EPE : L’ONI enregistre le taux d’exécution des recettes le plus élevé

La 17eme Assemblée générale des Établissements Publics de l’Etat (EPE) a ouvert ses portes ce 14 juillet 2016 sous la présidence du Premier ministre Paul Kaba Thiéba. Les performances des EPE sont évaluées afin de dégager des orientations pour leur amélioration.

Ce sont les rapports d’activités et les états financiers de l’exercice 2015 de quatre vingt quatre (84) EPE, dont dix (10) Fonds Nationaux, qui seront passés au crible lors de cette session ordinaire.

La réunion procèdera également à l’audition de rapports d’explication fournis par six EPE. Il s’agit de l’Office National de Sécurisation des Sites Miniers (ONASSIM), l’Ecole Nationale de la Garde de Sécurité Pénitentiaire (ENGSP), le Fonds d’Appui aux Initiatives des Jeunes (FAIJ), le Fonds d’Appui au Secteur Informel (FASI), le Fonds Permanent de Développement des Collectivités Territoriales (FPDCT) et le Fonds National pour l’Education et la Recherche (FONER).

Il faut noter que quelques résultats ont été rendus publics.   « Au 31 décembre 2015, les recettes propres mobilisées par les EPE, ont atteint la somme de 32,123 milliards de FCFA, soit 18,8% des recettes totales, a indiqué le Premier ministre dans son discours. Quant aux Fonds Nationaux qui participent pour la première fois à l’AG-EPE, ils ont dégagé des recettes propres de plus de 18 milliards de FCFA, soit près de 50,8% de leurs recettes totales qui atteignent les 35,754 milliards de FCFA ».

Les performances de l’ONI. Il faut noter, au titre des points positifs, un taux de réalisation des recettes marqué au vert pour l’ensemble des EPE.  « D’un point de vue général, les niveaux de réalisation des prévisions des recettes et des dépenses sont assez satisfaisants dans tous les secteurs pour l’exercice 2015.

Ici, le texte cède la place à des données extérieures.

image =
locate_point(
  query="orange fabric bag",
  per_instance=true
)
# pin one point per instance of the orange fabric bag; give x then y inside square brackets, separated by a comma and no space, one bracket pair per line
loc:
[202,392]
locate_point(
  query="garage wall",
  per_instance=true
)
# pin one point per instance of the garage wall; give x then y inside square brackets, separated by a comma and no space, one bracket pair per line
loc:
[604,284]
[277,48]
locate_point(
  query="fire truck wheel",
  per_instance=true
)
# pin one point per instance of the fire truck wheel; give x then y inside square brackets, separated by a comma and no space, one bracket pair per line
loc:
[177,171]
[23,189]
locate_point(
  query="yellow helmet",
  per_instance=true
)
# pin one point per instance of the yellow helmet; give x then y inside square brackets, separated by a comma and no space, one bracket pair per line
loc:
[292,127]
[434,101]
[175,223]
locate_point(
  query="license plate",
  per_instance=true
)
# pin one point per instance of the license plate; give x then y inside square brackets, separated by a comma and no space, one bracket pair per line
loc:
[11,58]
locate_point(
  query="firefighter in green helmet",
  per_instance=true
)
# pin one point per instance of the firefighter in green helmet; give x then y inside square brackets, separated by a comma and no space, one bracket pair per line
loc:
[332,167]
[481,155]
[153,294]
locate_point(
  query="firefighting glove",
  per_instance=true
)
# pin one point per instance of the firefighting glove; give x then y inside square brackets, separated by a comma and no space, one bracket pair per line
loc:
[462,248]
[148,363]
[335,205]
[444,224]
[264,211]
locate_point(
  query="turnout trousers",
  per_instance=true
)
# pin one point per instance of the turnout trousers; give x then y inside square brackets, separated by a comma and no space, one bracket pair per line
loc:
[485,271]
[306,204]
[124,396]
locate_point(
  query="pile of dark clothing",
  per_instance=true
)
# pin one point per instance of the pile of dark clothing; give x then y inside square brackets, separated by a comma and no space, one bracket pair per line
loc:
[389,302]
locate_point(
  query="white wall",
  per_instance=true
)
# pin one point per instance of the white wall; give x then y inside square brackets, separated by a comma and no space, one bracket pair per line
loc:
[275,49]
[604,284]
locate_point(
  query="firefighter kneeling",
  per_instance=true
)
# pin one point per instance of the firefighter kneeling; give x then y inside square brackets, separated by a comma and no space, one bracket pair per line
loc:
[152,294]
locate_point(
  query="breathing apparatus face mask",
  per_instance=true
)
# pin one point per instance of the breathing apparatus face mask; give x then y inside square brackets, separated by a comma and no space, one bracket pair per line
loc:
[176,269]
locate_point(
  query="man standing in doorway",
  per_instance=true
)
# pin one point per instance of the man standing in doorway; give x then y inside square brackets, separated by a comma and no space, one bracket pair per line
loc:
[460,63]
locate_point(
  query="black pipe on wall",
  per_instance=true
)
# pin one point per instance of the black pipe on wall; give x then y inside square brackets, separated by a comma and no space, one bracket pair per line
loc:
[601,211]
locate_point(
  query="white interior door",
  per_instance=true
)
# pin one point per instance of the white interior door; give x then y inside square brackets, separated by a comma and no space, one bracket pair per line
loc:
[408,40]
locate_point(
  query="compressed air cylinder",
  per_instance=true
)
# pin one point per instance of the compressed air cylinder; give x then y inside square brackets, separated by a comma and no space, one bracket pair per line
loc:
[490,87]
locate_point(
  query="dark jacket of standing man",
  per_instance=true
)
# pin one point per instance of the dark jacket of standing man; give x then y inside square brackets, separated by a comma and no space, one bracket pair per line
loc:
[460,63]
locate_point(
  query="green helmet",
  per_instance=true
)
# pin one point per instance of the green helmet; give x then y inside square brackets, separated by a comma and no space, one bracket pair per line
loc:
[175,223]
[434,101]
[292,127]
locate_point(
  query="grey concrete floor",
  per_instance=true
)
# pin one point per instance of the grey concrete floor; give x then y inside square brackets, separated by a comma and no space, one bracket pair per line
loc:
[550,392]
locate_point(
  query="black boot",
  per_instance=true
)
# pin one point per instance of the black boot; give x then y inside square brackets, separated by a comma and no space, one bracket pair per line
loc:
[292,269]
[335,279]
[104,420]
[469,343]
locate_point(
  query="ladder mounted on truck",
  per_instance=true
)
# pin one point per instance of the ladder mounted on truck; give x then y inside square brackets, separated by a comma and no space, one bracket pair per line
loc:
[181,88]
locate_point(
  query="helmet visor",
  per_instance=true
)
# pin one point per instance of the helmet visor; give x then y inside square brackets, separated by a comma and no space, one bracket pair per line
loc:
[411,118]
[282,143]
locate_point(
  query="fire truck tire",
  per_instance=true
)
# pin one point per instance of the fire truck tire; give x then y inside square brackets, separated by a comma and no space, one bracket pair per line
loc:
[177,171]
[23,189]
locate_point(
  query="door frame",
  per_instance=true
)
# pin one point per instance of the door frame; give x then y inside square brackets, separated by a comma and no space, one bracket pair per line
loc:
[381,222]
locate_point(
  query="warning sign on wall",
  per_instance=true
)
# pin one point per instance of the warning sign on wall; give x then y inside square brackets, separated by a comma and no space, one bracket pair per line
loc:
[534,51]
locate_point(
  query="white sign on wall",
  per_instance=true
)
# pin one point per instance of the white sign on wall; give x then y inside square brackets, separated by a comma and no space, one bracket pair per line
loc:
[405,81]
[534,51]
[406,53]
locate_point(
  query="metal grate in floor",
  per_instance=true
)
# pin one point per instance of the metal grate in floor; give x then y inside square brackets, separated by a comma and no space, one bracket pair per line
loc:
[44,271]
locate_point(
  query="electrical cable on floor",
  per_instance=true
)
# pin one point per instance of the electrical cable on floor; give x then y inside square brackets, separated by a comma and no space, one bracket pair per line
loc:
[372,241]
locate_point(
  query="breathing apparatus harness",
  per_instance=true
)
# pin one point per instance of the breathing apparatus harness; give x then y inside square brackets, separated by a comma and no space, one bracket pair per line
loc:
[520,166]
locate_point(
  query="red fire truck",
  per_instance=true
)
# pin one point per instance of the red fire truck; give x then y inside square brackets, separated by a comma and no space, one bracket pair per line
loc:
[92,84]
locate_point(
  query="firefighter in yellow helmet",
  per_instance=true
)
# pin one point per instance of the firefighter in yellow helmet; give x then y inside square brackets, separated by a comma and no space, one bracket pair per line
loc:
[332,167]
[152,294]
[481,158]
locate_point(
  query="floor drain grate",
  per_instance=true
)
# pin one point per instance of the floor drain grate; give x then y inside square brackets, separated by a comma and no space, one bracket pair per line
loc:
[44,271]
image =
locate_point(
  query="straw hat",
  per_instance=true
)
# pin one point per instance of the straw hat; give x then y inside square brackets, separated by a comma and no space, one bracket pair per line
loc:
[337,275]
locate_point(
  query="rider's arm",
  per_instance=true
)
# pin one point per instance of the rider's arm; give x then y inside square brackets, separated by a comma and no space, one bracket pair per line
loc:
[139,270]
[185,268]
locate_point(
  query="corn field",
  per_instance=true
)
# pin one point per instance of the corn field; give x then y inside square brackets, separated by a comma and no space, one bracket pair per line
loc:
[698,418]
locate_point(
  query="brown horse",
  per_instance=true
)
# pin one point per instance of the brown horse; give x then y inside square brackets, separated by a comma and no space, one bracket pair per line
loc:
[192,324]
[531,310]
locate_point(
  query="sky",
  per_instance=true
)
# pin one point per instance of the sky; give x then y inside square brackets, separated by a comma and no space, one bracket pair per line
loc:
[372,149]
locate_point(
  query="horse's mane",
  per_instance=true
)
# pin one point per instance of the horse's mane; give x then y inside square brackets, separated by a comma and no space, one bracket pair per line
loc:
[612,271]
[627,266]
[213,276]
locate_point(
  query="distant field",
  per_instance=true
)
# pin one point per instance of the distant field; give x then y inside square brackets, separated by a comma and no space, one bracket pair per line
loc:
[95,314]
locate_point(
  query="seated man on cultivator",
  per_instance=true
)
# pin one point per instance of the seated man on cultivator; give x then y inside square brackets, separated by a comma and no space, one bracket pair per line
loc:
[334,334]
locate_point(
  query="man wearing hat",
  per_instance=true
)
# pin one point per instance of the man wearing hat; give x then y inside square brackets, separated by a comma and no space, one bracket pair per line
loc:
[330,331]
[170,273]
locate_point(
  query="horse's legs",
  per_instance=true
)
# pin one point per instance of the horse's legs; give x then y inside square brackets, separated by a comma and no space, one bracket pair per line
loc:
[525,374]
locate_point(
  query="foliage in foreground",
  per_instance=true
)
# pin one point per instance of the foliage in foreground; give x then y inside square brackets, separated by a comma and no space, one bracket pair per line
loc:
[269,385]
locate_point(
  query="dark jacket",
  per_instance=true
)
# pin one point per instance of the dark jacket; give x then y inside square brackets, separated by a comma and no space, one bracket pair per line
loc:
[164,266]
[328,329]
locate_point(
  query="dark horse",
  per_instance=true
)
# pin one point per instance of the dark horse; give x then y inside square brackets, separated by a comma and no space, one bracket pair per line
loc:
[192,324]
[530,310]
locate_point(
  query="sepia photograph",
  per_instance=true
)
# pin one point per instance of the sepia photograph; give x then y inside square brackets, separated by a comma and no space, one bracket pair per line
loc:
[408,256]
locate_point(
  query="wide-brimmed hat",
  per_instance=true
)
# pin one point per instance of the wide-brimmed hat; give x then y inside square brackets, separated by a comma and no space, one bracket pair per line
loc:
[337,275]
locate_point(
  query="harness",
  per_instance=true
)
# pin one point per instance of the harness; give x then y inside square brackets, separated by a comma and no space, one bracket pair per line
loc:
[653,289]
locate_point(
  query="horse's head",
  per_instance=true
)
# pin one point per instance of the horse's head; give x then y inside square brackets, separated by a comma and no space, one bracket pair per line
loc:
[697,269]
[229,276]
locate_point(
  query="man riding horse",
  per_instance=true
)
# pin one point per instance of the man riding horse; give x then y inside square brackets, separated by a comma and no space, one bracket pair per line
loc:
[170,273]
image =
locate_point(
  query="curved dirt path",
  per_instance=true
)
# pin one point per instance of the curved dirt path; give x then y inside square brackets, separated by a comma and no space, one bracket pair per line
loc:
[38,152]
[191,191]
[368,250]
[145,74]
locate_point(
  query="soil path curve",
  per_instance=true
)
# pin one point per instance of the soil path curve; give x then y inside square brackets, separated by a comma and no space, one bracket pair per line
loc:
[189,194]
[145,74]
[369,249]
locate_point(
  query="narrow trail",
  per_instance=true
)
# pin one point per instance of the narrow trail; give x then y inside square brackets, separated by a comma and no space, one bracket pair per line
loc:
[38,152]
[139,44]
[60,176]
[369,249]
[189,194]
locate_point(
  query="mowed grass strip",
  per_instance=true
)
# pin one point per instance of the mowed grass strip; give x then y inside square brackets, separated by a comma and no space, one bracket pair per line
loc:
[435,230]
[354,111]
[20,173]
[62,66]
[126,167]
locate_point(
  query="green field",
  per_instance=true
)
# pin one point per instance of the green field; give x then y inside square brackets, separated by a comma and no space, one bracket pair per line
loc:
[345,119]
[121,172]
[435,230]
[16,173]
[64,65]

En effet, sur les soixante-quatorze (74) EPE considérés, quarante-sept (47) ont enregistré des taux de réalisation des recettes supérieurs à 80% contre trente-neuf (39) en 2014 et quarante-neuf (49) en 2013« , lit-on dans le rapport dressé par le secrétariat général du ministère des finances.

Le bon élève à ce niveau est l’Office national d’identification (ONI). Selon le rapport mentionné plus haut, cet EPE, qui relève du ministère de l’administration territoriale et dirigé par Parbiyalé Arsène Yoda,  a réalisé le  taux d’exécution des recettes le plus élevé, en l’occurrence 115,07% (on apprend que 91% des arriérés, notamment des dettes fournisseurs et pendant depuis 2009, ont été apurés). L’Institut Géographique du Burkina a enregistré le taux le plus faible (26,21%).


Rapport du ministère des finances sur la gestion des EPE

Burkina24


Mais  comme l’a noté le Premier ministre Paul Kaba Thiéba dans son discours d’ouverture, des défis demeurent.  Il s’agit notamment de la forte dépendance des EPE à la subvention étatique. Celle a en effet connu une progression de 48,84% en 2015 : 101,866 milliards de FCFA contre 68,631 milliards de FCFA en 2014.

« Le taux d’autofinancement demeure faible, ressortant à 25,9% en 2014 et à 26,6% en 2015, quasiment inchangé d’un exercice à l’autre« , a noté pour sa part, Paul Kaba Thiéba. « Sur la base de ce diagnostic, poursuit-il, des efforts doivent être poursuivis par les EPE en vue de réduire progressivement leur dépendance vis-à-vis de la subvention de l’Etat ».

Le Premier ministre a aussi insisté sur « la qualité du service » à laquelle ont droit  les Burkinabè. « A cet égard, nous devrons redoubler d’efforts pour moderniser nos procédures et nos méthodes de travail« , a-t-il souhaité.